SfM is the foundation of Tutorial - Visual SLAM Concepts.
LiDAR basics
LiDAR (Light Detection And Ranging) directly measures distances by sending laser pulses and timing the return.
- Spinning LiDAR (Velodyne, Ouster): 360-degree scans, used in autonomous vehicles
- Solid-state LiDAR (Livox): no moving parts, cheaper, limited FOV
- Flash LiDAR: illuminates entire scene at once, like a depth camera
Output: point cloud with (x, y, z, intensity, timestamp, ring).

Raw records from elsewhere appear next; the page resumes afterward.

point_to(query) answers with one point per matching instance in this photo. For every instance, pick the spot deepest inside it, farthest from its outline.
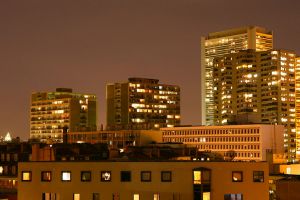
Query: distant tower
(142, 103)
(7, 137)
(257, 87)
(51, 112)
(219, 44)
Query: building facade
(143, 180)
(218, 44)
(53, 112)
(245, 142)
(251, 86)
(142, 103)
(297, 105)
(117, 138)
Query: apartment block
(117, 138)
(188, 180)
(141, 103)
(53, 112)
(218, 44)
(242, 142)
(259, 87)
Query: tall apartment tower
(257, 87)
(52, 113)
(142, 103)
(219, 44)
(297, 106)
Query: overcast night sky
(85, 44)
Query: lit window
(258, 176)
(66, 176)
(237, 176)
(76, 196)
(197, 177)
(136, 197)
(233, 197)
(125, 176)
(105, 176)
(166, 176)
(50, 196)
(116, 196)
(26, 176)
(86, 176)
(96, 196)
(145, 176)
(46, 176)
(206, 196)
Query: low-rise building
(117, 138)
(151, 180)
(243, 142)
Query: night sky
(85, 44)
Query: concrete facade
(163, 180)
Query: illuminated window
(206, 196)
(76, 196)
(106, 176)
(96, 196)
(50, 196)
(258, 176)
(66, 176)
(125, 176)
(145, 176)
(46, 176)
(237, 176)
(233, 197)
(26, 176)
(116, 196)
(86, 176)
(166, 176)
(197, 177)
(136, 197)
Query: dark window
(258, 176)
(125, 176)
(105, 176)
(166, 176)
(86, 176)
(46, 176)
(145, 176)
(237, 176)
(26, 176)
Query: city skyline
(85, 45)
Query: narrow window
(105, 176)
(136, 197)
(66, 176)
(76, 196)
(26, 176)
(86, 176)
(166, 176)
(46, 176)
(156, 196)
(96, 196)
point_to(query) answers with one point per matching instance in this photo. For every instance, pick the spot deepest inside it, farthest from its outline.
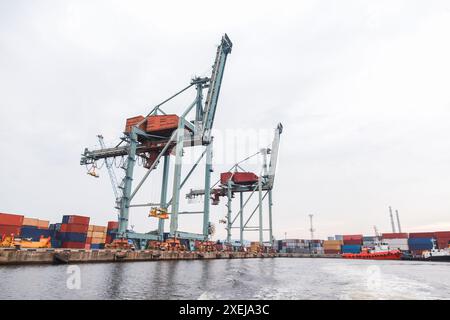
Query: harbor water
(278, 278)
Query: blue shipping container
(71, 236)
(351, 248)
(34, 233)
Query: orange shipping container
(43, 224)
(162, 122)
(98, 240)
(30, 222)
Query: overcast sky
(361, 87)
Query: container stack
(54, 229)
(397, 241)
(420, 241)
(442, 239)
(34, 229)
(352, 243)
(111, 231)
(96, 237)
(298, 246)
(73, 231)
(369, 241)
(332, 246)
(10, 224)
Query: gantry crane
(242, 182)
(157, 136)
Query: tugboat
(436, 254)
(379, 252)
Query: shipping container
(35, 233)
(8, 219)
(71, 237)
(99, 229)
(74, 219)
(353, 242)
(420, 243)
(442, 234)
(113, 225)
(72, 227)
(351, 249)
(396, 235)
(243, 178)
(9, 230)
(73, 245)
(30, 222)
(421, 235)
(134, 121)
(353, 237)
(332, 251)
(158, 123)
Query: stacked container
(420, 241)
(442, 239)
(353, 239)
(34, 229)
(397, 241)
(96, 237)
(111, 231)
(54, 229)
(351, 248)
(369, 241)
(332, 246)
(10, 224)
(73, 231)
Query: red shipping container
(8, 219)
(245, 178)
(395, 236)
(421, 235)
(73, 245)
(353, 237)
(8, 230)
(134, 121)
(238, 177)
(113, 225)
(331, 251)
(161, 122)
(78, 228)
(443, 243)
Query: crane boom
(109, 166)
(274, 155)
(214, 87)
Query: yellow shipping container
(98, 240)
(30, 222)
(43, 224)
(99, 229)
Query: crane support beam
(214, 87)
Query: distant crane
(398, 221)
(311, 229)
(392, 220)
(112, 175)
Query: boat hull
(390, 255)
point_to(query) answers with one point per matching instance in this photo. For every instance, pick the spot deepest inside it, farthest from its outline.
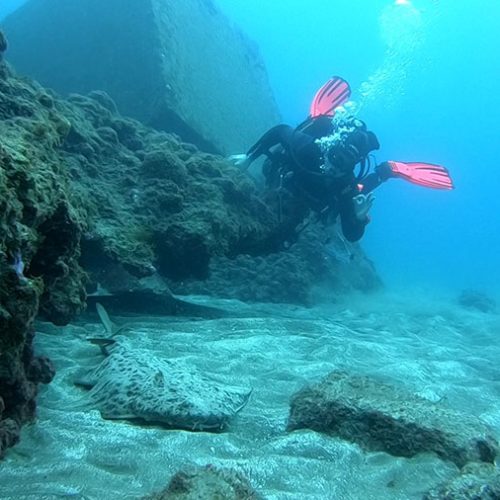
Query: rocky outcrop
(477, 481)
(380, 417)
(90, 200)
(207, 482)
(178, 66)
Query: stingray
(133, 384)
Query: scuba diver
(323, 165)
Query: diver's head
(344, 148)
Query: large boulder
(381, 417)
(178, 66)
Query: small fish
(18, 267)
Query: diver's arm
(280, 134)
(373, 180)
(353, 211)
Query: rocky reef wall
(91, 200)
(178, 66)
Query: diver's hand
(362, 205)
(240, 160)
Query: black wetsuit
(295, 163)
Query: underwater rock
(473, 299)
(292, 275)
(3, 44)
(132, 384)
(381, 417)
(477, 481)
(178, 66)
(207, 482)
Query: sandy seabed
(429, 345)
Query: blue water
(424, 75)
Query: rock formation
(381, 417)
(90, 200)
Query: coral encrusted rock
(381, 417)
(178, 66)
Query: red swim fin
(423, 174)
(331, 95)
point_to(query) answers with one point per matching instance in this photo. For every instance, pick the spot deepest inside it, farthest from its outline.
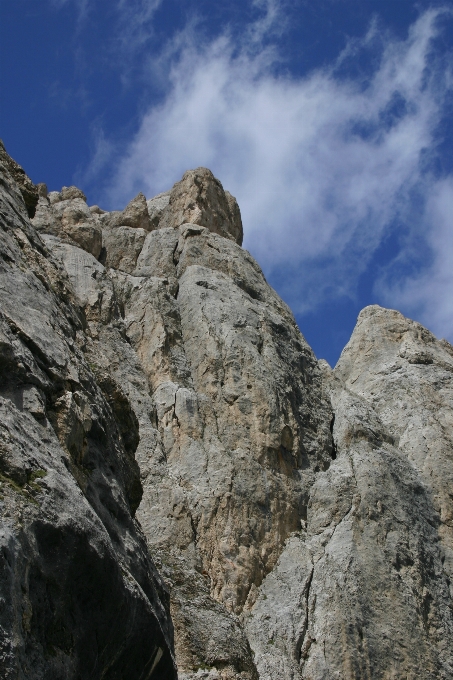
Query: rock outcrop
(161, 407)
(81, 597)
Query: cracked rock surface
(300, 519)
(80, 595)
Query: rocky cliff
(185, 490)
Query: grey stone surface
(376, 601)
(301, 519)
(401, 368)
(80, 596)
(66, 215)
(156, 207)
(135, 215)
(199, 198)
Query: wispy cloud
(428, 294)
(323, 166)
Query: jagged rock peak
(199, 198)
(27, 189)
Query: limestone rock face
(400, 368)
(26, 187)
(81, 597)
(160, 406)
(199, 198)
(66, 214)
(135, 214)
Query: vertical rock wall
(300, 518)
(80, 596)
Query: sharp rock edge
(185, 490)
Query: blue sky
(330, 121)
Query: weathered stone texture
(300, 518)
(199, 198)
(81, 597)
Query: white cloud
(321, 166)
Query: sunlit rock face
(162, 408)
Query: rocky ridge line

LiDAR gives metric depth directly — no estimation required. But it’s expensive, heavy, and produces sparse point clouds compared to cameras.
Applications
- Drone obstacle avoidance: estimate depth to prevent collisions. Monocular depth works for small drones where stereo/LiDAR is too heavy
- 3D mapping: reconstruct environments from drone or handheld cameras (SfM → point cloud → mesh)
- Autonomous navigation: understand 3D scene to plan safe paths
- Terrain analysis: process drone/satellite imagery for elevation mapping
- Damage assessment: compare 3D reconstructions before and after events
Self-test questions
- Why is monocular depth estimation fundamentally ambiguous, and how do neural networks handle this?
- What is the relationship between disparity and depth in stereo vision?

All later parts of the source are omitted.